Fancy car & house.

What is a High Income or High Asset Divorce?

High asset & high income divorces have issues which attorneys and clients alike may not necessarily think about in a “normal” divorce case. And as we explain below, cases involving affluent clients differ from other cases from the very start, both in terms of how the process, how we litigate the case, the applicability of certain statutes, and even the law.

If you are high income, or have a high asset divorce, you don’t have to have a high asset divorce lawyer, but you need one – someone who knows what they’re doing, and has been there before. The stakes are too high to gamble with an attorney who is out of his element and will make some of the common mistakes in a high-asset case.

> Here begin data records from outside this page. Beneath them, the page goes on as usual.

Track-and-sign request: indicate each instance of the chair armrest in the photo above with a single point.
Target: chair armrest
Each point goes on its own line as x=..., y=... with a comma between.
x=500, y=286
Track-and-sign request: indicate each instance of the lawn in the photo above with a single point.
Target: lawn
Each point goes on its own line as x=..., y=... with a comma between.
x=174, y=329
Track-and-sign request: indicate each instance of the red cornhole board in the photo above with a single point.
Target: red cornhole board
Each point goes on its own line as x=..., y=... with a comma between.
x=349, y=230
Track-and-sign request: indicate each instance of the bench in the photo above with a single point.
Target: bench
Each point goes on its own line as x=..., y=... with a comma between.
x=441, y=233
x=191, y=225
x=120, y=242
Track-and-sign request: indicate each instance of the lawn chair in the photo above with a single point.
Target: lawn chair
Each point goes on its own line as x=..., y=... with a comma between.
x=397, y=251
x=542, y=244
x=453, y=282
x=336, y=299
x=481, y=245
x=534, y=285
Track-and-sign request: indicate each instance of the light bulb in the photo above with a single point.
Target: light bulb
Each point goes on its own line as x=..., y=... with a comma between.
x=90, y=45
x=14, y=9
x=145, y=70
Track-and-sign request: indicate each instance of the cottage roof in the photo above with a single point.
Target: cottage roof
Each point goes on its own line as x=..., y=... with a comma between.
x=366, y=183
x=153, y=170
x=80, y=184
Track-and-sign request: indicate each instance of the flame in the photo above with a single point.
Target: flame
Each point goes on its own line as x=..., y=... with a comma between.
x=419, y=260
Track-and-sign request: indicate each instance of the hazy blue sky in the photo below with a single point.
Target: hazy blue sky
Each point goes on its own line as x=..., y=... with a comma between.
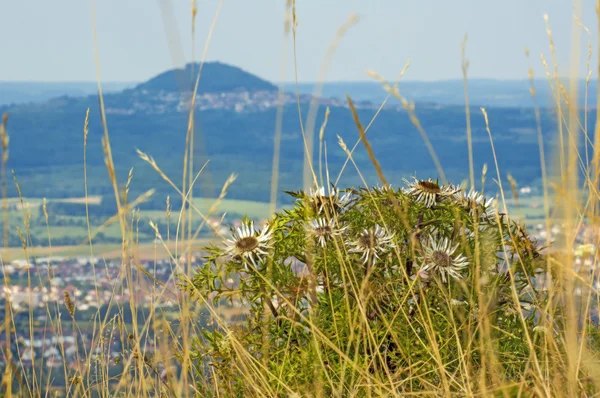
x=52, y=40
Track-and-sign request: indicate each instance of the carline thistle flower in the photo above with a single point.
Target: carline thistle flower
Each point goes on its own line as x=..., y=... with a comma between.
x=428, y=192
x=324, y=230
x=371, y=243
x=439, y=257
x=248, y=244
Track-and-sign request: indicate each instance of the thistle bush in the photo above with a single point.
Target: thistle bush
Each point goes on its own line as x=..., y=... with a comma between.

At Graham.Law we are not only family law specialists, but we have represented countless spouses in high-asset divorces, from basic millionaires to couples with marital estates worth tens of millions of dollars. We know that a high income or high asset divorce is not just like any other divorce, except you slap an extra zero or two after the number. You don’t win prestigious awards, such as Colorado Super Lawyers and U.S. News & World Report Best Law Firms in America without knowing what you’re doing.

The Process in a High Asset Divorce

The divorce procedures set forth in Colorado statutes and court rules apply equally to all cases, whether a high asset divorce or not. But how a case proceeds is different, from the very start, in a high asset divorce.

Prenuptial Agreements

Jeff Bezos High Asset Divorce

Not all wealthy spouses have prenuptial agreements (Donald Trump had one every time, while Jeff Bezos did not have a prenup). However, a person with high-dollar assets is more likely to consider ways protect those assets going into a divorce. And that means having a prenuptial or a postnuptial agreement where the spouses agree on certain financial issues in case of divorce.

Marital agreements raise questions – is the prenup binding? Can a spouse challenge it? Were the disclosure and other procedural requirements imposed by law followed? (Colorado adopted the Uniform Premarital and Marital Agreements Act in 2013, but the issue in a divorce is whether the agreement was valid under the then-existing state law, where and when it was executed).

Does the prenuptial agreement address permissible issues? They can’t touch child support or child custody issues. And as long as the prenup is valid, then the property settlement it contains is legally binding, no matter how one-sided it may be. Finally, alimony is a gray area – while a prenup or postnup can address spousal maintenance, the clause is only enforceable if it is fair at the time of enforcement.

The most common prenuptial agreement provisions in a high-asset divorce provide that whatever separate property each spouse brings into the marriage remains that spouse’s property upon divorce – including increases in value, or exchanges (selling a premarital home and buying a new one).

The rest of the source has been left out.